Более того, связь между менделевскими и многофакторными заболеваниями установлена для вариантов, расположенных в белок-кодирующих регионах генома (в экзонах). В частности, индивиды с аллелями промежуточного числа CAG-повторов в генах “полиглутаминовых” заболеваний имеют больший риск развития не только основного (ключевого) фенотипа, связанного с нарушением полиглутаминового тракта, но и других широко распространенных нейродегенеративных заболеваний. В частности, промежуточное число CAG-повторов в генах спиноцеребеллярной атаксии типа 1 и типа 2 (вызывают мутации в генах ATXN1 и ATXN2 соответственно) связано с большим риском развития бокового амиотрофического склероза [44, 45], а у индивидов с аллелями промежуточного числа CAG-повторов в гене спиноцеребеллярной атаксии 17 типа (мутации в гене TBP) увеличен риск развития болезни Паркинсона [46].
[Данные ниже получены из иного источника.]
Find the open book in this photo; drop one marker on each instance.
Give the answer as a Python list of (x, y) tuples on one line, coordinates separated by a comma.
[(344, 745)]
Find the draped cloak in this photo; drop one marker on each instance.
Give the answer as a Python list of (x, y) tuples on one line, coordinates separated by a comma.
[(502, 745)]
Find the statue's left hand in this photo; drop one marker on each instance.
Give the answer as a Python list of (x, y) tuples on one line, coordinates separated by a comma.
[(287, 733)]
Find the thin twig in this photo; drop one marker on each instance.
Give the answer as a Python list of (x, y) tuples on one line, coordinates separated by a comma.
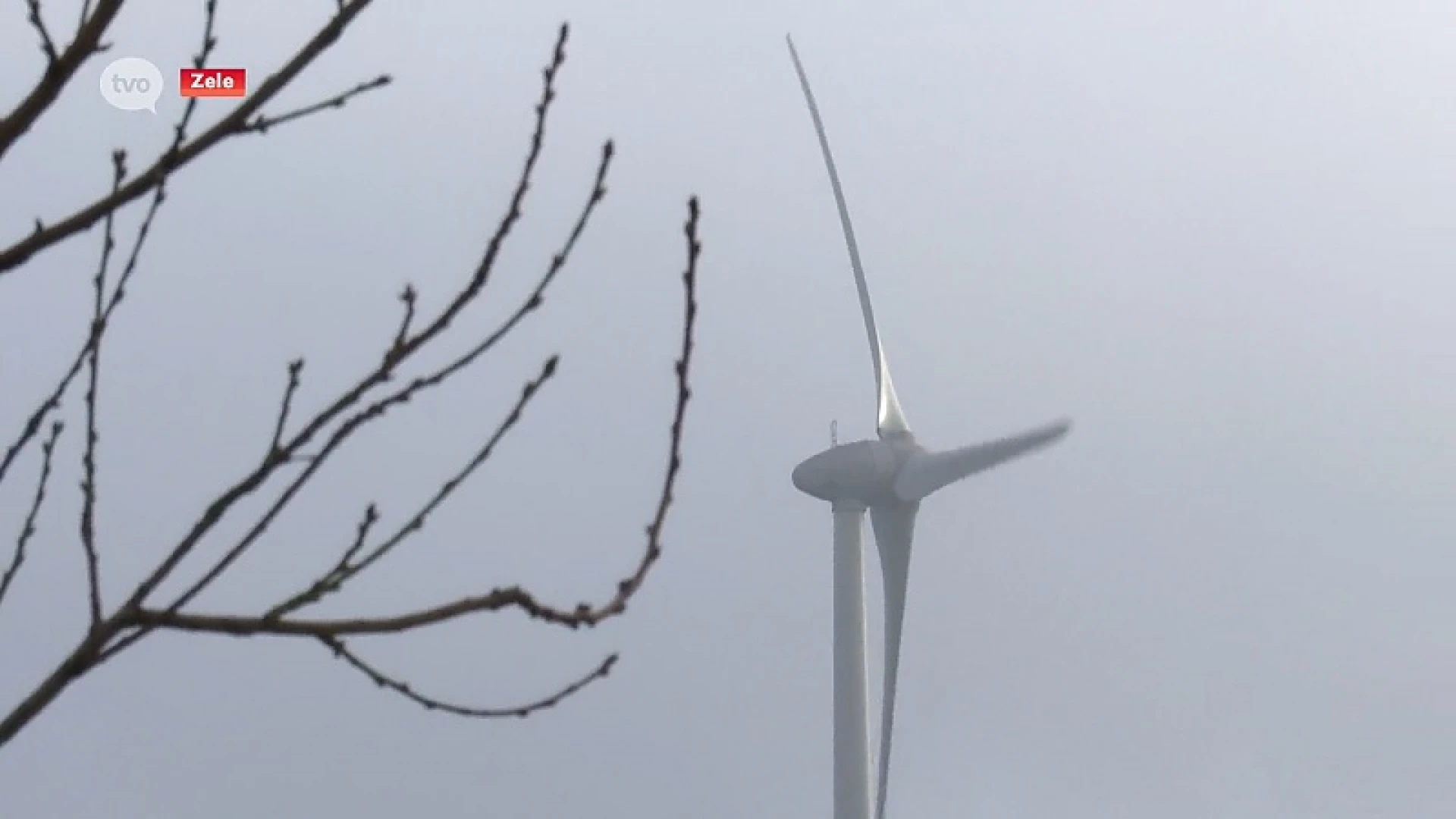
[(261, 123), (171, 161), (433, 704), (513, 596), (414, 388), (331, 580), (47, 44), (199, 61), (286, 406), (108, 243), (28, 528), (348, 400), (408, 297), (347, 570)]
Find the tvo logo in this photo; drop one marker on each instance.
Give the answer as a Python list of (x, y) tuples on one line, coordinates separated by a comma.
[(131, 83)]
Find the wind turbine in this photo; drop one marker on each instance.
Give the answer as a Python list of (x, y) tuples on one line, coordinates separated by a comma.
[(887, 477)]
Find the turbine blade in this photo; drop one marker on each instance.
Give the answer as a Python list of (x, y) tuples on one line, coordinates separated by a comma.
[(894, 529), (929, 471), (889, 417)]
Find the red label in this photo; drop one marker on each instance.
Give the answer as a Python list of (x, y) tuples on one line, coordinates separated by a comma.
[(213, 82)]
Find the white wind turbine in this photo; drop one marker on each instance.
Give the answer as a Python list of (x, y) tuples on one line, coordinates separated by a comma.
[(889, 477)]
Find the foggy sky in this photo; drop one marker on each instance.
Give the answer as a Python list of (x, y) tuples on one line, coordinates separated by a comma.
[(1218, 237)]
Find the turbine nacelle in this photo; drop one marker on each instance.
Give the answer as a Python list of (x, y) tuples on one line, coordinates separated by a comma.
[(862, 472)]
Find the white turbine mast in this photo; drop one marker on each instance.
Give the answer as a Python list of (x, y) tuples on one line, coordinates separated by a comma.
[(887, 477)]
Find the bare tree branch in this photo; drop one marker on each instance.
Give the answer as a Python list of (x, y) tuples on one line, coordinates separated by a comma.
[(286, 406), (347, 569), (431, 704), (261, 124), (57, 74), (353, 409), (382, 373), (28, 528), (47, 44), (172, 159), (513, 596), (108, 243)]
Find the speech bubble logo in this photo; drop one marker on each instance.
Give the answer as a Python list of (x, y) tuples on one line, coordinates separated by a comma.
[(131, 83)]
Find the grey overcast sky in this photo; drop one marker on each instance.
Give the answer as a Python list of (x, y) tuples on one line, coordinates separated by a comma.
[(1218, 235)]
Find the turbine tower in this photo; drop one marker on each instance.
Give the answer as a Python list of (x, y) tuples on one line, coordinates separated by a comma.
[(887, 477)]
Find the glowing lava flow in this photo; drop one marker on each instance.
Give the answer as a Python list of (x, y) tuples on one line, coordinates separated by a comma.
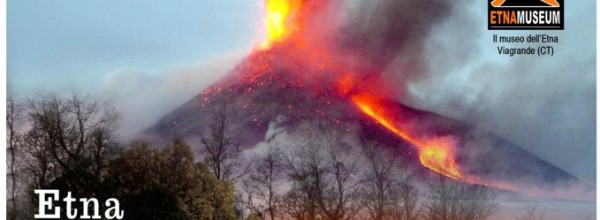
[(435, 153), (282, 21), (279, 20)]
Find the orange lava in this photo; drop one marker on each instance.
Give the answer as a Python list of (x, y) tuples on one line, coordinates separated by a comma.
[(283, 24), (279, 20), (434, 153)]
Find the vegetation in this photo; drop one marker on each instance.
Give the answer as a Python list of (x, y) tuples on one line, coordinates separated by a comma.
[(67, 143)]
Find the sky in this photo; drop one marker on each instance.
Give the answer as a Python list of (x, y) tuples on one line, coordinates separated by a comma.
[(73, 45), (148, 57)]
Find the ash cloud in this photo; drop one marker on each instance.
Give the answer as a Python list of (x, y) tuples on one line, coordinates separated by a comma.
[(439, 56), (142, 98)]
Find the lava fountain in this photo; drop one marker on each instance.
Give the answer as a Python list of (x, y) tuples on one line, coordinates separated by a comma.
[(282, 23)]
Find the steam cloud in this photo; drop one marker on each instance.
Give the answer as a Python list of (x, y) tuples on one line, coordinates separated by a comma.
[(142, 98), (439, 56)]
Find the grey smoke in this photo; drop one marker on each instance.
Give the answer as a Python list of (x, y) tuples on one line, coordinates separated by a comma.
[(142, 98)]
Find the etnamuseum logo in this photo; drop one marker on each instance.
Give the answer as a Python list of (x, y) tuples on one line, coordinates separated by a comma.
[(91, 207), (526, 15)]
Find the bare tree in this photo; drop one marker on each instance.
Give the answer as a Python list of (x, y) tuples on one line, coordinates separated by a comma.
[(71, 130), (262, 192), (221, 153), (453, 200), (323, 171), (13, 146), (387, 190)]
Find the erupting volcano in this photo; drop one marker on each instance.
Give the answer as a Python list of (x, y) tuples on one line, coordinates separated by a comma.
[(303, 70)]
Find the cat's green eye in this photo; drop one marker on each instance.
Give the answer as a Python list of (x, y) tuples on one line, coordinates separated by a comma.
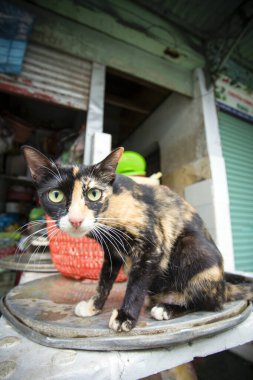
[(56, 196), (94, 195)]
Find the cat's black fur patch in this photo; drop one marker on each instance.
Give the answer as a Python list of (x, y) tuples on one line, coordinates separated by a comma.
[(169, 253)]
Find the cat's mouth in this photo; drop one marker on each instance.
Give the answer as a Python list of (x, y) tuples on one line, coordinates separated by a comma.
[(76, 231)]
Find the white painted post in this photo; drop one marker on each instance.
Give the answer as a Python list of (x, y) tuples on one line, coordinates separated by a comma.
[(95, 114), (223, 230)]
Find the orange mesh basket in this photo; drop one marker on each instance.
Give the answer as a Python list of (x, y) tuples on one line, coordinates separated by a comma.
[(79, 258)]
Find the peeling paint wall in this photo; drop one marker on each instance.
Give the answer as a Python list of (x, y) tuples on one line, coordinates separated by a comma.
[(178, 127)]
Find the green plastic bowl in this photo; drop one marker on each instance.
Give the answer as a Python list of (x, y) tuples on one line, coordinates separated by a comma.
[(131, 163)]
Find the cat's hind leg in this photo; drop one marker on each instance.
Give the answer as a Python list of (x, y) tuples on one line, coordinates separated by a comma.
[(164, 311), (167, 306), (109, 272)]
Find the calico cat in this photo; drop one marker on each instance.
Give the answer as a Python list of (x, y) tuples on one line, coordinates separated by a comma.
[(170, 255)]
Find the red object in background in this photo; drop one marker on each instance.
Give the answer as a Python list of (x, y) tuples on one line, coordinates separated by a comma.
[(78, 258)]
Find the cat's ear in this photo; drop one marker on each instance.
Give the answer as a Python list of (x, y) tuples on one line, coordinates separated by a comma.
[(36, 161), (109, 164)]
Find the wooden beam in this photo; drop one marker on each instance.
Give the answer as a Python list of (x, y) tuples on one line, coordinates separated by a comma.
[(129, 23), (81, 41)]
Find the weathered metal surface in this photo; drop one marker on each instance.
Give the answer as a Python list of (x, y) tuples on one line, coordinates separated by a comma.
[(29, 262), (43, 310), (51, 76)]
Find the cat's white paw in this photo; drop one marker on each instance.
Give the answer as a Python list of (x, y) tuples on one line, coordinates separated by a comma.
[(120, 324), (160, 313), (86, 308)]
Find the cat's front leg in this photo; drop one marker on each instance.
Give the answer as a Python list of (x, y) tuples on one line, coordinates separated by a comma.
[(108, 274), (140, 278)]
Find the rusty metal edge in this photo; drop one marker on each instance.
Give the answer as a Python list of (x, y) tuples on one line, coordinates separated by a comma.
[(125, 342)]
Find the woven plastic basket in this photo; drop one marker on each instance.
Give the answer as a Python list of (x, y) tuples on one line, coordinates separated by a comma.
[(77, 258)]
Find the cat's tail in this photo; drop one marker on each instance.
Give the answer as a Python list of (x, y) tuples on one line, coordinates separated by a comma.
[(238, 287)]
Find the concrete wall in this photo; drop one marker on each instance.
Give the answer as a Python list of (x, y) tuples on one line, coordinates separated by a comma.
[(187, 132), (177, 126)]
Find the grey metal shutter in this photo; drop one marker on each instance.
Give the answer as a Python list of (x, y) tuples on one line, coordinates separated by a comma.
[(237, 146), (51, 76)]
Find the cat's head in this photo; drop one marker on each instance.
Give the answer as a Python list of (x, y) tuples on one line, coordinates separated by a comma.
[(73, 196)]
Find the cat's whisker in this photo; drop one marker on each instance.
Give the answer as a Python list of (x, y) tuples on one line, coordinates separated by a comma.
[(99, 236), (111, 240), (118, 236)]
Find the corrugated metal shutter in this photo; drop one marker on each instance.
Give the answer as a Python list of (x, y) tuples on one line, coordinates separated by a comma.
[(237, 146), (51, 76)]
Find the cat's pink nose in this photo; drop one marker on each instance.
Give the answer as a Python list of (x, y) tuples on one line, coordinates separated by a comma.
[(76, 223)]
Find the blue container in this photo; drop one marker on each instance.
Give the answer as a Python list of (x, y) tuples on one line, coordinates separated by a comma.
[(15, 26)]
Иллюстрацией феномена коморбидности моногенных и многофакторных заболеваний могут служить заболевания, вызываемые мутациями митохондриальной ДНК. Учитывая очевидную важность белков-компонентов дыхательной цепи митохондрий, кодируемых мтДНК, неудивительно, что митохондриальные заболевания характеризуются большим разнообразием фенотипа. При этом чаще всего страдают наиболее энергозатратные системы органов: нервная система, сердце и мышцы. Мутации мтДНК приводят к развитию синдромов, отдельные симптомы которых совпадают с распространенными многофакторными заболеваниями: энцефалопатия, кардиомиопатия, сахарный диабет и др. [47, 48]. Логично предположить, что более “мягкие” по своему эффекту варианты мтДНК могут быть одним из факторов, обусловливающих развитие сердечно-сосудистых и неврологических заболеваний. Действительно, результаты многих работ указывают на ассоциацию полиморфизма мтДНК с многофакторными заболеваниями – нейродегенерация, сердечная недостаточность, сахарный диабет и злокачественные новообразования [49–51].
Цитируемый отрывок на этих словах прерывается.